Si algo me gusta en el mundo, es disfrazarme, pública, ostentosa y estentóreamente. Cuanto más cochambroso es el disfraz, conforme se va degradando más el aspecto externo, más se purifica el interno. Pero esto no es una cosa gratuita. Cuando uno se traviste, puede ir en busca de dos cosas: la transformación elegante, kitsch, hortera, aunque lujosa, tipo “drag queen”, travelo del lumpen, o buscar la sonrisa, la risa franca y la carcajada desternillante, tipo mariconsón o pendón desorejado.
A mí me gusta el disfraz por sí mismo. En el alegre cortejo fúnebre de Doña Sardina, destacaron, como siempre, Aldabón y el Centro de Mayores I. Echamos de menos a Benito y a Toñi y al Centro II, que se ha quedado este año en casa, aunque luego les he visto disfrazados por libre, callejeando, lo que más me gusta en el mundo.

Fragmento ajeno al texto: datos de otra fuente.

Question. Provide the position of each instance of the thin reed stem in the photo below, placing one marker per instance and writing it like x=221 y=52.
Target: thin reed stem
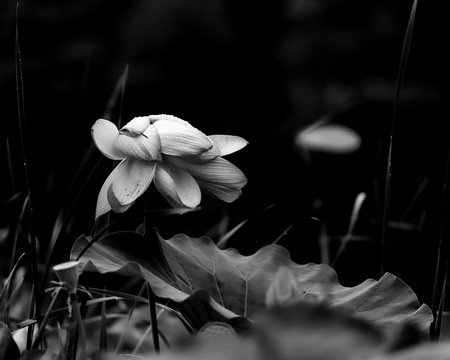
x=399 y=83
x=32 y=255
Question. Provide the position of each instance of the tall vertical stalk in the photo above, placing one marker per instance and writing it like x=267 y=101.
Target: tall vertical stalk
x=442 y=257
x=32 y=255
x=399 y=83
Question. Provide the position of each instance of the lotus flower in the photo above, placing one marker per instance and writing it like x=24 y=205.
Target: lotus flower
x=180 y=160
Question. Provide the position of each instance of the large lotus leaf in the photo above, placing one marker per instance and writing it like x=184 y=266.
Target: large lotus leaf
x=387 y=301
x=239 y=283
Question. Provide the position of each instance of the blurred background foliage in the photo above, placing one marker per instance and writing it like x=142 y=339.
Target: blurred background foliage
x=259 y=69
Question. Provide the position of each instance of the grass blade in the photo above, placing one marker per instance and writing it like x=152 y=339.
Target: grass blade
x=32 y=255
x=387 y=189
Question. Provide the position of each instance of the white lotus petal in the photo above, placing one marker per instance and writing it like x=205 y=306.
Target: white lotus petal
x=141 y=146
x=181 y=138
x=138 y=124
x=228 y=144
x=155 y=118
x=102 y=200
x=114 y=202
x=105 y=134
x=177 y=185
x=131 y=178
x=330 y=138
x=217 y=171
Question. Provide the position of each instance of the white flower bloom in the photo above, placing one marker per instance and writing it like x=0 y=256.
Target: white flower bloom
x=180 y=159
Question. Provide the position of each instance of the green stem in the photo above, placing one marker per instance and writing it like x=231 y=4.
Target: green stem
x=80 y=326
x=153 y=319
x=38 y=337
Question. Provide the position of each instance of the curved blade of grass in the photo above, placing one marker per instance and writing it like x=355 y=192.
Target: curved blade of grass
x=103 y=343
x=7 y=283
x=400 y=77
x=32 y=255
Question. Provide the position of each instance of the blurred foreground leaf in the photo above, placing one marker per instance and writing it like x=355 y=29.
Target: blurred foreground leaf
x=238 y=284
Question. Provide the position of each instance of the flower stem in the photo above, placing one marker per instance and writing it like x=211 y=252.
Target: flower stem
x=153 y=318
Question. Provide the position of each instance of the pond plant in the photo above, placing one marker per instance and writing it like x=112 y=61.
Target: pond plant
x=132 y=294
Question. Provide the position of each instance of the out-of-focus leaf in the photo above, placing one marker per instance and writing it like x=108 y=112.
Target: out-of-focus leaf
x=388 y=301
x=238 y=284
x=328 y=138
x=8 y=347
x=307 y=331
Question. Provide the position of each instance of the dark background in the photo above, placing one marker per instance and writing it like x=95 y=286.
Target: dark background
x=262 y=70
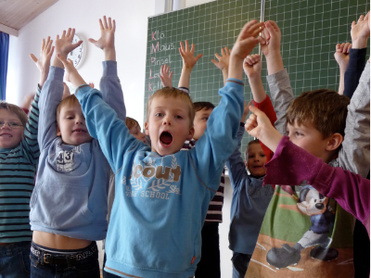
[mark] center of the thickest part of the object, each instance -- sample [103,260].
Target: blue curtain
[4,50]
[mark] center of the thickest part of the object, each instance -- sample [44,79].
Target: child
[134,129]
[19,153]
[162,193]
[209,264]
[299,218]
[69,204]
[360,33]
[250,198]
[330,181]
[342,59]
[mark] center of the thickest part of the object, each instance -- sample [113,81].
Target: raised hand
[165,76]
[360,31]
[272,39]
[64,45]
[189,60]
[253,66]
[258,125]
[248,39]
[223,60]
[43,62]
[73,75]
[107,40]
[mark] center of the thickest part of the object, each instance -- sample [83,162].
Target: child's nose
[79,120]
[166,121]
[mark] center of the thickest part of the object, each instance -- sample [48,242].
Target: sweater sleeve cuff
[235,80]
[109,68]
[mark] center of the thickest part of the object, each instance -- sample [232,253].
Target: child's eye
[14,124]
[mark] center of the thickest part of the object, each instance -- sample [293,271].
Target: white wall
[131,20]
[131,39]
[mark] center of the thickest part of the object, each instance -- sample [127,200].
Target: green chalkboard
[310,31]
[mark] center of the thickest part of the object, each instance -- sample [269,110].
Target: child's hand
[73,76]
[342,55]
[258,125]
[245,111]
[247,39]
[272,37]
[360,31]
[64,45]
[189,60]
[223,60]
[43,63]
[107,40]
[165,76]
[253,66]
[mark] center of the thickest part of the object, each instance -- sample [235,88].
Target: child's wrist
[359,43]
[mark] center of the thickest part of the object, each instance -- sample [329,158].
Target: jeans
[240,264]
[209,265]
[15,260]
[45,264]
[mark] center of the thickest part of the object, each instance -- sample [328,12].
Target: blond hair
[68,101]
[171,92]
[22,116]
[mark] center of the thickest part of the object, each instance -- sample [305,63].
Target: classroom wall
[131,39]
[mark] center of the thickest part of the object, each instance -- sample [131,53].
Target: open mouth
[79,130]
[5,135]
[166,138]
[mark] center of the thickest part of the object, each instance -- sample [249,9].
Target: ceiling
[14,14]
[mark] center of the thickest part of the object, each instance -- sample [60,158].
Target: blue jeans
[81,264]
[109,275]
[209,265]
[15,260]
[240,264]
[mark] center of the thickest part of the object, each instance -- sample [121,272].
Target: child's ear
[146,128]
[334,141]
[191,133]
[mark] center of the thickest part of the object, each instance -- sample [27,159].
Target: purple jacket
[350,190]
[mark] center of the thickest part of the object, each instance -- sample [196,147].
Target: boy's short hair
[130,122]
[70,100]
[22,116]
[169,92]
[325,109]
[254,141]
[199,105]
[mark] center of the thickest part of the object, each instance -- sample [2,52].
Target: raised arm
[278,79]
[253,68]
[52,90]
[110,85]
[165,76]
[43,62]
[189,61]
[360,33]
[223,62]
[342,58]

Jesús Caballero se ha salido con la suya y ha llenado de máscaras el fin de semana, atrayendo a muchos chicos y chicas jóvenes que se han unido al Entierro Cachondo. No es que fuera el de otra época, pero ha habido más máscaras que los últimos años. Mientras sentíamos el virus veneciano, los terciopelos, brocados y rasos de seda negros, rojos y blancos, ha habido al menos dos sardinas que enterrar y sus correspondientes participantes: monaguillo, acólito, novicia, monja, cura, imam, monje budista, fraile putón, obispo, cardenal y papa. Viudos y viudas y gente con muchas ganas de divertirse.